Contos em geral, aproveitando a oportunidade da vida dada por Deus, o que gera enormes dúvidas quanto ao destino de cada um frente essa coisa chamada morte. Como um exercício de estar no mundo e de crescimento espiritual, aprendizado e diversão, contribuindo com a construção de uma pessoa melhor consigo mesma e com os outros.
sábado, 13 de agosto de 2011
Parabéns, Meu Pai
Ele entra no bar e olha em volta. Alguns dos velhos conhecidos estão por ali, mas ninguém lhe cumprimenta ou lhe dá atenção. Todos sabem que ele está ali apenas cumprindo seu ritual diário das duas cervejas depois do serviço, e que não gosta de ser incomodado.

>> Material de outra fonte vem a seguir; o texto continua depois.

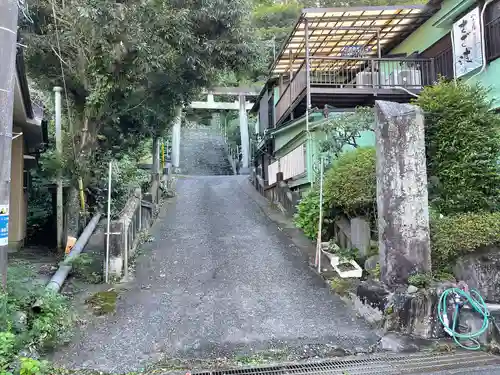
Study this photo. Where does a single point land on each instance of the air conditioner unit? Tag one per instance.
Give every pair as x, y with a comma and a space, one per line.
368, 79
410, 78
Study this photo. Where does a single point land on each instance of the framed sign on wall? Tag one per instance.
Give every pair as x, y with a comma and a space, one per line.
468, 44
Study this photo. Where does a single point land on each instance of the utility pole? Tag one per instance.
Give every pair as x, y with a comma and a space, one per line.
8, 42
59, 193
176, 139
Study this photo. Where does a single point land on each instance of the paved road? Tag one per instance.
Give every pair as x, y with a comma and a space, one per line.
219, 279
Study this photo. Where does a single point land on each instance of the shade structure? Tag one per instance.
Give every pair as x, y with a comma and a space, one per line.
347, 32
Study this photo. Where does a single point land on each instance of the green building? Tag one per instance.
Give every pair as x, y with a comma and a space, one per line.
354, 56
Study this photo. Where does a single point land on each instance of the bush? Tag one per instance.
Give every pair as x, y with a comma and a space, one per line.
459, 234
21, 327
307, 215
463, 148
351, 183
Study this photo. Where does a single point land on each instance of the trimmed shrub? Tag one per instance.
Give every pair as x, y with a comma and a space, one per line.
459, 234
351, 184
307, 215
462, 146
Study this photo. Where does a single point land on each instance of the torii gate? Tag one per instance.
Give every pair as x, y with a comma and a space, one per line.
241, 105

Tem apenas sessenta e um anos, embora aparente muito mais. Os cabelos brancos que teimam em crescer apenas nas têmporas, acumulam-se num tufo atrás das orelhas. Há um bom tempo ele não se preocupa mais com a aparência, embora a mulher ainda se esforce um pouco que ele troque de roupas e saia pelo menos limpo de casa. Toma a cerveja que pediu, num primeiro e longo gole de olhos fechados, e depois repara no embrulho que trouxe debaixo do braço, e que está postado à sua frente no balcão.

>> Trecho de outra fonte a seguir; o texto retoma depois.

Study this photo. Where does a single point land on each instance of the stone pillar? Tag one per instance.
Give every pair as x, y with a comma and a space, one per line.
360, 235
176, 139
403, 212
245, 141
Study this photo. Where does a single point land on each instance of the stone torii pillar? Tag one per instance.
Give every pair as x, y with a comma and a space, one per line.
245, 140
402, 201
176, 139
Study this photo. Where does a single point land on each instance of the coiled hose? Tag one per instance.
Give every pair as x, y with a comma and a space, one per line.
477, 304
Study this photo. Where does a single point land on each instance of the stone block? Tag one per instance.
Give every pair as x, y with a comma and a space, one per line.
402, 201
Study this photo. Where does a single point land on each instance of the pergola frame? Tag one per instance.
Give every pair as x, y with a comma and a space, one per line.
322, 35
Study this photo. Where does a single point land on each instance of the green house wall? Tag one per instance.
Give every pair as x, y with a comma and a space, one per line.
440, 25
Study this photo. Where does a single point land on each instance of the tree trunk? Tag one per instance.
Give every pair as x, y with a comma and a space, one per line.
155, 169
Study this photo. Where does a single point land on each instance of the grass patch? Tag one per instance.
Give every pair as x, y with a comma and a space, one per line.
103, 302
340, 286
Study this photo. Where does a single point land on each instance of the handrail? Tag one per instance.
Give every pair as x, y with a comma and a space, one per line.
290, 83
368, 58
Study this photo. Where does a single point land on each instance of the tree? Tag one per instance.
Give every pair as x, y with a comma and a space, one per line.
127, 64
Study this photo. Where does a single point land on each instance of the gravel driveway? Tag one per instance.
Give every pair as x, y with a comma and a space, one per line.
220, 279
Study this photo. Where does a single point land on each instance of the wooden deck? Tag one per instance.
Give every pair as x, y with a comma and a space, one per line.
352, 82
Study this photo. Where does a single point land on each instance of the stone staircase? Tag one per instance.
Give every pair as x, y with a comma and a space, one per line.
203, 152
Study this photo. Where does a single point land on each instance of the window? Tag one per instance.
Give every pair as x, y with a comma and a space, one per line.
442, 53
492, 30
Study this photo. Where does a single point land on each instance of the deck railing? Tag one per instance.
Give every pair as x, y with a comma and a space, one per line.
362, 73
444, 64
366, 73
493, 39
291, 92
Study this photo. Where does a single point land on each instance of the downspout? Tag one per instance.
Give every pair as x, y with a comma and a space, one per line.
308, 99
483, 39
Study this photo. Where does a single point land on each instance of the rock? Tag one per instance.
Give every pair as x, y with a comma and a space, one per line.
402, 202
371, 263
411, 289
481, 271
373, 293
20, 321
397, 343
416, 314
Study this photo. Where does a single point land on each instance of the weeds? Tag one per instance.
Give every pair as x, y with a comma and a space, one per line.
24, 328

Aquele bar, embora sempre frequentado pelos mesmos antigos fregueses, que já se haviam habituado à sujeira e pobreza do lugar, estava tornando-se agora um lugar da moda. Por isso, em uma das mesas da frente está um grupo de quatro jovens, dois rapazes e duas moças, que riem e falam alto, tentando à todo custo chamar atenção para si, enquanto conversam suas trivialidades que provavelmente julgam a coisa mais importante do mundo. Antônio não lhes dá atenção. Continua bebendo sua cerveja alheio aos outros, observando com desinteresse o jornal da televisão, anunciando mortes trágicas, corrupções e assassinatos, mas sempre no final colocando uma matéria amena, para preparar os telespectadores para a novela que vem em seguida.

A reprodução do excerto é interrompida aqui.